When we first hear the word mentor, we think of some wise mage or at the very least some kind of formal mentor that we can turn to for advice. But there are so many different types of mentors that we probably have one (or several) in our lives already. As Kris discussed the different types of and characteristics of a mentor (inspirational, career mentor, tech mentor, champion and peer), I realised that not only did I already have one, but I had several people in my life that fit into one or several of these mentor types. I’ll be honest, this made me a little bit emotional when I realised how many people I had in my life that I could turn to and who had encouraged and supported me the last few years (not including my family of course who have done this my entire life).

To round off the wonderful closing locknote, Kris then also touched back onto the state of the industry today. Stealing a little from Patima’s previous talk on mental wellbeing, she called out those workplaces who don’t properly value their employees. A recent job advertisement was called out to have the following section:

Strong work ethic. All of us believe in our work’s ability to change human lives and consequently work not just smart, but also hard. It’s not unusual to see team members in the office late into the evening; many of us routinely work 70–90 hours a week.

While we all know that this happens, and most of us have probably done it before, to actually request and state that employees should be working 12+ hour days for most of the week is beyond insane (this number of hours is so many that I couldn’t even fathom how many hours a day or days a week it was). And this is one of the reasons why the industry is in the state we’re in today, because we’re expected to meet these requirements.

Don’t get me wrong though, this was a very inspiring talk and didn’t just raise the issues that we have in the web today, but encouraged and spurred us on to go and do something about it rather than pretending we don’t see it happen.

Recap

All-in-all this was an amazing day.

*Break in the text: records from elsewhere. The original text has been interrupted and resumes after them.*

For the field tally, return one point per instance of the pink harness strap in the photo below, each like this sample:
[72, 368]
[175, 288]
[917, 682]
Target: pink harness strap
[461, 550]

To be able to attend a conference for that price tag is already incredible enough and to have it include such a high calibre of speakers is almost unthinkable. All-round it was a great result from a fantastic effort from the whole community. The team of volunteers who organised DDD not only did an amazing job, but saw their conference more than double in size this year (~150 last year and ~330 this year); the speakers got a chance to share their wisdom, thoughts, experiences and general musings with us (and we listened, most of the time) and I got a chance to attend another great conference and come back with an even longer list of things I wanted to try (seriously that list is growing at a ridiculous rate).